Why Product Teams Should Care
No More Context Switching
The biggest productivity drain for product teams is not the work itself, it is the switching between tools. You are writing code in your editor, then you switch to your QA dashboard to check test results, then you switch to Linear to create an issue, then you switch to Slack to notify the team.
MCP collapses all of that into your editor. You stay in one place, and the AI handles the tool switching for you.
Testing Becomes Conversational
With MCP-enabled testing tools, you can trigger tests by describing what you want:
"Run the checkout flow test for the UK persona"
"Check if the new onboarding works on mobile"
"Test the password reset flow"
Results come back in the conversation. If something fails, you can immediately ask for more details, create an issue, or re-run the test. No tab-switching required.
Issue Tracking Is Seamless
When a test finds a problem, creating an issue is one sentence:
"Create a Linear issue from these findings with high priority"
The issue gets created with the test results, screenshots, and reproduction steps. Your team picks it up in their normal workflow.
Feedback Loops Get Faster
Product teams that collect user feedback can triage it directly from their AI assistant. List recent feedback, review details, update status. All without opening a separate dashboard.
How MCP Works: A Practical Example
Here is what a typical MCP workflow looks like with Stunt Double.
Connect Once
Add the MCP server to your AI assistant. For Claude Code:
claude mcp add --transport http stuntdouble https://app.stuntdouble.io/api/mcp
You sign in once and the connection persists across sessions.
Use Naturally
Once connected, Stunt Double's tools are available in your conversation:
You: "List my workspaces"
Claude:
- Marketing (stunt-double-marketing)
- Product (stunt-double-product)
You: "Run the sign-up checklist in the Product workspace"
Claude:
Checklist run initiated.
Status: Complete
Results:
Pass - User lands on homepage
Pass - Sign-up form loads
Pass - Email verification works
Fail - Payment button unclickable on Safari
You: "Create a Linear issue for the payment button failure"
Claude:
Created: SD-142 "Payment button unclickable on Safari"
Priority: High
Labels: bug, checkout
That entire workflow happened in one place.

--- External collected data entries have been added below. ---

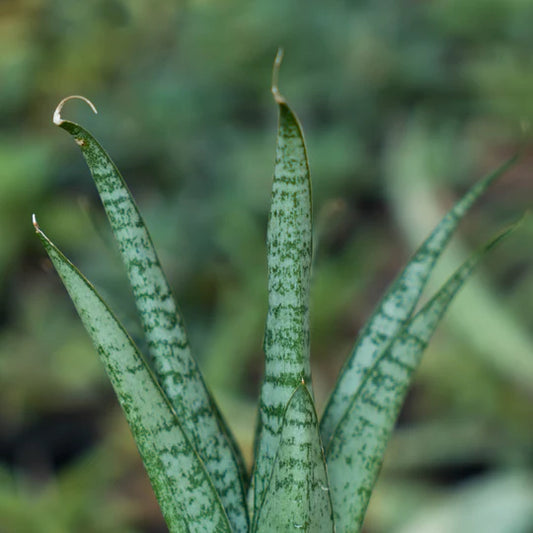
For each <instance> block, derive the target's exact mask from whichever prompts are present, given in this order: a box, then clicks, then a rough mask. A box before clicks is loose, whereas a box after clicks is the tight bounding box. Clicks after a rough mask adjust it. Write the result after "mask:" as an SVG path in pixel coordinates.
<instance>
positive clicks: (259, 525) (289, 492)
mask: <svg viewBox="0 0 533 533" xmlns="http://www.w3.org/2000/svg"><path fill="white" fill-rule="evenodd" d="M255 531H256V532H257V533H269V532H272V531H305V532H308V533H326V532H327V531H330V532H333V531H335V527H334V524H333V510H332V506H331V497H330V493H329V485H328V477H327V472H326V463H325V459H324V452H323V449H322V443H321V441H320V434H319V431H318V419H317V416H316V412H315V407H314V404H313V399H312V397H311V394H310V393H309V390H308V389H307V387H306V386H305V385H304V384H301V385H300V386H299V387H298V388H297V389H296V391H294V394H293V395H292V397H291V399H290V400H289V403H288V405H287V409H286V411H285V416H284V420H283V426H282V429H281V435H280V444H279V448H278V453H277V455H276V460H275V463H274V469H273V471H272V476H271V478H270V482H269V485H268V487H267V489H266V491H265V499H264V501H263V504H262V506H261V508H260V510H259V511H258V516H257V527H256V529H255Z"/></svg>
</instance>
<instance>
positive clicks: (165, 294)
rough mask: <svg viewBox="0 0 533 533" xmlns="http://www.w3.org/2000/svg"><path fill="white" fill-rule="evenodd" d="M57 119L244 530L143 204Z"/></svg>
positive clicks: (214, 431)
mask: <svg viewBox="0 0 533 533" xmlns="http://www.w3.org/2000/svg"><path fill="white" fill-rule="evenodd" d="M61 105H62V104H60V106H59V107H58V110H59V111H58V112H56V115H55V116H54V121H55V122H56V124H58V125H59V126H60V127H61V128H63V129H64V130H65V131H67V132H68V133H70V134H71V135H72V136H73V137H74V139H75V141H76V143H77V144H78V145H79V146H80V148H81V151H82V153H83V156H84V157H85V159H86V161H87V164H88V166H89V169H90V171H91V174H92V176H93V178H94V181H95V184H96V187H97V189H98V192H99V194H100V197H101V199H102V203H103V205H104V208H105V210H106V213H107V216H108V218H109V221H110V223H111V227H112V229H113V232H114V235H115V238H116V240H117V242H118V246H119V250H120V253H121V256H122V259H123V261H124V264H125V266H126V270H127V274H128V277H129V280H130V284H131V287H132V289H133V294H134V297H135V301H136V304H137V308H138V310H139V314H140V317H141V321H142V324H143V328H144V331H145V334H146V337H147V341H148V347H149V350H150V353H151V355H152V359H153V363H154V368H155V372H156V375H157V377H158V379H159V382H160V384H161V386H162V387H163V389H164V391H165V392H166V394H167V396H168V397H169V399H170V401H171V403H172V405H173V406H174V409H175V410H176V413H177V414H178V417H179V419H180V422H181V424H182V426H183V428H184V430H185V431H186V432H187V434H188V435H189V437H190V439H191V441H192V442H193V443H194V446H195V447H196V450H197V452H198V454H199V455H200V457H201V458H202V460H203V461H204V462H205V465H206V468H207V470H208V471H209V473H210V475H211V477H212V479H213V483H214V484H215V486H216V488H217V490H218V492H219V495H220V498H221V499H222V502H223V503H224V507H225V508H226V511H227V513H228V516H229V517H230V521H231V523H232V526H233V527H234V529H235V531H243V532H244V531H246V530H247V527H248V525H247V521H248V516H247V512H246V506H245V494H244V479H243V472H244V469H243V468H242V464H243V463H242V460H241V458H240V454H239V452H238V451H237V448H236V447H235V446H233V442H232V437H231V436H230V435H229V430H228V428H227V426H226V425H225V423H224V421H223V420H222V418H221V416H220V414H219V412H218V410H217V409H216V406H215V404H214V401H213V400H212V398H211V396H210V394H209V392H208V390H207V388H206V386H205V384H204V381H203V378H202V375H201V373H200V371H199V369H198V366H197V364H196V361H195V360H194V358H193V357H192V355H191V351H190V348H189V343H188V340H187V335H186V332H185V328H184V325H183V321H182V318H181V315H180V313H179V311H178V309H177V306H176V304H175V301H174V298H173V297H172V293H171V289H170V287H169V284H168V282H167V280H166V278H165V275H164V273H163V271H162V269H161V265H160V263H159V259H158V257H157V254H156V252H155V249H154V246H153V244H152V240H151V238H150V235H149V233H148V231H147V229H146V226H145V224H144V222H143V219H142V217H141V215H140V213H139V210H138V208H137V206H136V204H135V201H134V200H133V198H132V196H131V193H130V191H129V189H128V187H127V185H126V184H125V182H124V180H123V178H122V176H121V175H120V173H119V171H118V169H117V168H116V166H115V165H114V163H113V161H112V160H111V158H110V157H109V155H108V154H107V153H106V152H105V150H104V149H103V148H102V147H101V146H100V144H99V143H98V142H97V141H96V140H95V139H94V137H93V136H92V135H91V134H90V133H89V132H88V131H87V130H85V129H84V128H82V127H81V126H79V125H78V124H75V123H73V122H69V121H66V120H63V119H61V117H60V113H59V112H60V111H61Z"/></svg>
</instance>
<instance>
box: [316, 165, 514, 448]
mask: <svg viewBox="0 0 533 533" xmlns="http://www.w3.org/2000/svg"><path fill="white" fill-rule="evenodd" d="M517 157H518V156H516V155H515V156H513V157H511V158H510V159H509V160H507V161H506V162H505V163H504V164H503V165H501V166H500V167H499V168H498V169H496V170H495V171H494V172H492V173H490V174H488V175H487V176H485V177H484V178H483V179H481V180H480V181H479V182H477V183H476V184H475V185H474V186H473V187H472V188H471V189H470V190H469V191H468V192H467V193H466V194H465V195H464V196H463V198H462V199H460V200H459V201H458V202H457V203H456V204H455V205H454V206H453V207H452V209H451V210H450V211H449V212H448V213H447V214H446V216H445V217H444V218H443V219H442V221H441V222H440V223H439V224H438V225H437V227H436V228H435V229H434V230H433V232H432V233H431V235H430V236H429V237H428V238H427V239H426V240H425V242H424V243H423V244H422V245H421V246H420V248H419V249H418V251H417V252H416V253H415V255H414V256H413V258H412V259H411V261H410V262H409V263H408V264H407V266H406V267H405V269H404V270H403V272H402V273H401V274H400V275H399V277H398V278H397V279H396V281H395V282H394V283H393V284H392V286H391V287H390V289H389V291H388V292H387V294H386V295H385V297H384V298H383V299H382V300H381V302H380V304H379V305H378V308H377V309H376V311H375V312H374V314H373V315H372V317H371V318H370V320H369V321H368V322H367V324H366V325H365V327H364V328H363V330H362V332H361V334H360V335H359V338H358V340H357V342H356V344H355V346H354V348H353V350H352V353H351V355H350V357H349V358H348V359H347V361H346V363H345V364H344V367H343V368H342V370H341V373H340V377H339V379H338V381H337V383H336V385H335V388H334V390H333V392H332V394H331V396H330V398H329V400H328V403H327V406H326V409H325V412H324V416H323V417H322V420H321V427H320V429H321V434H322V441H323V442H324V446H326V447H327V443H328V442H329V440H330V439H331V437H332V435H333V433H334V432H335V429H336V427H337V426H338V424H339V422H340V420H341V419H342V417H343V416H344V414H345V412H346V409H347V408H348V405H350V404H351V402H352V399H353V397H354V396H355V395H357V394H358V391H359V389H360V387H361V385H362V383H363V382H364V381H365V380H366V378H367V376H368V374H369V372H372V368H373V365H374V364H375V361H376V360H377V359H379V358H380V357H381V355H382V354H383V352H384V350H385V349H386V348H387V346H388V345H389V343H390V342H391V340H392V339H393V338H394V337H395V335H396V334H397V333H398V332H399V331H400V330H401V328H402V327H403V325H404V324H405V322H406V321H407V320H408V319H409V317H410V316H411V313H412V312H413V310H414V308H415V306H416V304H417V302H418V300H419V298H420V295H421V293H422V290H423V289H424V287H425V285H426V282H427V280H428V278H429V276H430V274H431V272H432V271H433V268H434V266H435V263H436V261H437V259H438V258H439V256H440V255H441V254H442V252H443V250H444V248H445V247H446V245H447V244H448V242H449V240H450V239H451V237H452V235H453V233H454V232H455V230H456V228H457V226H458V224H459V222H460V221H461V219H462V218H463V216H464V215H465V214H466V212H467V211H468V210H469V209H470V207H471V206H472V205H473V204H474V202H475V201H476V200H477V199H478V198H479V197H480V196H481V195H482V194H483V192H484V191H485V190H486V189H487V187H488V186H489V185H490V184H491V183H492V182H493V181H494V180H496V179H497V178H498V177H500V176H501V175H502V174H503V173H504V172H505V171H506V170H508V169H509V168H510V167H511V166H512V165H513V164H514V163H515V161H516V159H517Z"/></svg>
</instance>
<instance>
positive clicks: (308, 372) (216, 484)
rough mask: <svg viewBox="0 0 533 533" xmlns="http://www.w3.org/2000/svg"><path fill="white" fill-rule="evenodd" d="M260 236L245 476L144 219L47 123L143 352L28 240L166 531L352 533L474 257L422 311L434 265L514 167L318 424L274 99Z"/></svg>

No tab switching. No copy-pasting. No context lost.
The Broader MCP Ecosystem
MCP is not limited to testing. The ecosystem is growing rapidly, with servers for:
- Code management: GitHub, GitLab
- Issue tracking: Linear, Jira
- Communication: Slack, Discord
- Databases: Postgres, Supabase
- Design: Figma, Stunt Double
- Monitoring: Sentry, Datadog
The important thing is that these all compose. Your AI assistant can use multiple MCP servers in a single conversation. Test your product, create an issue, notify the team, and check the deployment status, all in one flow.
Getting Started
If you are a product team looking to adopt MCP, here is where to start:
- Pick your AI assistant. Claude Code, Claude Desktop, and Cursor all support MCP natively.
- Connect your most-used tools. Start with one or two MCP servers for the tools you use most. Testing and issue tracking are good first choices.
- Build habits. The value of MCP compounds. The more you use conversational workflows, the less you context-switch, and the faster your team moves.
For testing specifically, Stunt Double's MCP server lets you trigger user journey tests, review results, and manage feedback, all from your editor. Setup takes under a minute.
The Model Context Protocol is still early, but the direction is clear: AI assistants are becoming the interface for your entire tool chain. Product teams that adopt this pattern now will move faster than those that keep switching between dashboards.